A vacina contra o HPV atingiu cobertura de 82,83% das meninas de 9 a 14 anos e 67,26% dos meninos na mesma faixa etária no Brasil, em 2024, de acordo com o Ministério da Saúde. O calendário de vacinação nacional adotou a aplicação de dose única para essa faixa etária, além do resgate vacinal para jovens de 15 a 19 anos, que foi prorrogado até o primeiro semestre de 2026 no Sistema Único de Saúde (SUS).

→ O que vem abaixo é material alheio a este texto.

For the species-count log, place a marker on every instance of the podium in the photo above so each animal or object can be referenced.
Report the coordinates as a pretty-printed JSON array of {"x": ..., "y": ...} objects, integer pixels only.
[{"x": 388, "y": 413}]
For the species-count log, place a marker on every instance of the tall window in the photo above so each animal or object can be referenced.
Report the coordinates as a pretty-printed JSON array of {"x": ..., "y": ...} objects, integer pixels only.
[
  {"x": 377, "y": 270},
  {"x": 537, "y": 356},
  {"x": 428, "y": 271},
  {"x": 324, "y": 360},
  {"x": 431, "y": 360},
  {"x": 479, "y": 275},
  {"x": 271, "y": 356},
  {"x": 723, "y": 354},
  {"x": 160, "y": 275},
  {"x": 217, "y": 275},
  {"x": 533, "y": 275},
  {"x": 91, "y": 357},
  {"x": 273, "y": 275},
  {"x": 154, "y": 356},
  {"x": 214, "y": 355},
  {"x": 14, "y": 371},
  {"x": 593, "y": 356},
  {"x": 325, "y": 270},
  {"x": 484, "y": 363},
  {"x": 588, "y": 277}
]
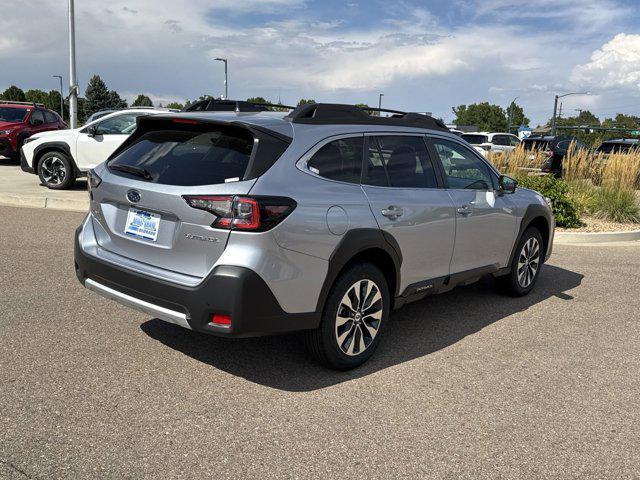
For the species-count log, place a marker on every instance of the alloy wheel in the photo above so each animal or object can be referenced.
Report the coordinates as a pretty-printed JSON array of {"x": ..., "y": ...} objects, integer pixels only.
[
  {"x": 359, "y": 317},
  {"x": 528, "y": 262},
  {"x": 53, "y": 170}
]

A vacina evita a infecção pelos quatro tipos mais prevalentes do vírus, sendo que dois (tipos 16 e 18) estão altamente relacionados ao desenvolvimento de câncer do colo do útero, pênis e orofaringe.
Os outros dois tipos combatidos pela vacina (tipos 6 e 11) não são oncogênicos, ou seja, não têm associação comprovada entre a infecção e o câncer, mas provocam, entre outros sintomas, a formação de verrugas, como descrito acima.
De acordo com a Sociedade Brasileira de Imunização, a vacina está indicada para faixa etária maior (em bula até 45 anos) para homens e mulheres.
A infectologista do Hospital e Maternidade Santa Joana, Dra. Rosana Richtmann, afirma que o imunizante é seguro e eficaz.
“Quando uma vacina é introduzida, avaliamos quatro critérios fundamentais: segurança, capacidade de gerar resposta imunológica, eficácia e efetividade (dados de mundo real). No caso da vacina contra o HPV, a eficácia é consistente, segura e produz uma imunogenicidade robusta, oferecendo alta proteção, e já temos dados de vida real, demonstrando excelente performance na proteção das doenças relacionadas ao HPV.”
Confira respostas para dúvidas comuns relacionada ao imunizante:
1) A vacina do HPV é perigosa e dá reações graves com frequência. MITO
Como qualquer imunizante, pode causar efeitos indesejáveis mas, na maioria das vezes, são leves e passageiros. Incluem dor no braço, febre baixa ou mal-estar. Grandes sistemas de monitoramento continuam acompanhando eventos adversos.
2) Quem tomar a vacina “pega HPV”, ela causa verrugas ou câncer. MITO
A vacina não contém vírus vivo e não provoca infecção. Ela usa partículas semelhantes ao vírus (sem material genético) apenas para treinar o sistema imunológico. Por isso, não “dá HPV” e não causa doenças relacionadas ao HPV.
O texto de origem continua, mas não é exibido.